Sent from my Galaxy Nexus using Tapatalk 2


----------



## philsfan (Dec 9, 2011)

gsxraddict said:


> Go into settings and uncheck auto retrieve or you'll continue to have the problem . Just download it when you turn data back on.
> 
> Sent from my Galaxy Nexus using Tapatalk 2


can you help me find this in settings? I figured it would be under network but i can't find it. I know i've seen it in there before...

but will this make you always have to manually "download" every MMS? not a huge deal if it helps with problem OP addressed, bc this happens to me sometimes too. And i hate it, especially when an iPhoner sends something and I don't get it and I have to hear "android sucks get an iphone" crap


----------



## iNate71 (Dec 28, 2011)

Go to your Mms app, go to Settings, then under MMS Settings, select "Auto Retrieve MMS" to "OFF".


----------



## milan616 (Jun 21, 2011)

I'm a Handcent user and it always offers the download button for any MMS that hasn't been retrieved yet.

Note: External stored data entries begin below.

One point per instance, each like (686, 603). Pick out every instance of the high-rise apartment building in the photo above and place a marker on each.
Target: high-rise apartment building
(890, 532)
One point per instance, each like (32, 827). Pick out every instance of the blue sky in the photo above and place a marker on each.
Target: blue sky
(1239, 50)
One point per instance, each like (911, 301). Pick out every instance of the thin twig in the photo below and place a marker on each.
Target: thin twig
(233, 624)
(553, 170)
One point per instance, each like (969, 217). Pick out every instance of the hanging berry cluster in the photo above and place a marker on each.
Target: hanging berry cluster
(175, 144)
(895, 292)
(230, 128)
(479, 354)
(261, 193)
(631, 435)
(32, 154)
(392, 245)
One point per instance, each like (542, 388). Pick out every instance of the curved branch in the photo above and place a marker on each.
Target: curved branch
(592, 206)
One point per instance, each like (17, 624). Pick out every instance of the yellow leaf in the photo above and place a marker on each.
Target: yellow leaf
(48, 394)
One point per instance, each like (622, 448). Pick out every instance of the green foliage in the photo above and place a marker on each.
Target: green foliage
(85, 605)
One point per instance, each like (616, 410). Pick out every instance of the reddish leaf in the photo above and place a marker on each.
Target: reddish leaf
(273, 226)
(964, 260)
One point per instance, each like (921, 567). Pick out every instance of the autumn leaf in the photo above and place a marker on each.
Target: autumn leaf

However, be aware that it may be your provider not storing the message for download for very long.


----------



## gsxraddict (Jul 16, 2011)

philsfan said:


> can you help me find this in settings? I figured it would be under network but i can't find it. I know i've seen it in there before...
> 
> but will this make you always have to manually "download" every MMS? not a huge deal if it helps with problem OP addressed, bc this happens to me sometimes too. And i hate it, especially when an iPhoner sends something and I don't get it and I have to hear "android sucks get an iphone" crap


You will have to manually download it. Better to manually do it then not get it or have it resent. I don't get why it doesn't behave this way by default if data isn't connected but this is how I've been dealing with it.

Sent from my Galaxy Nexus using Tapatalk 2


----------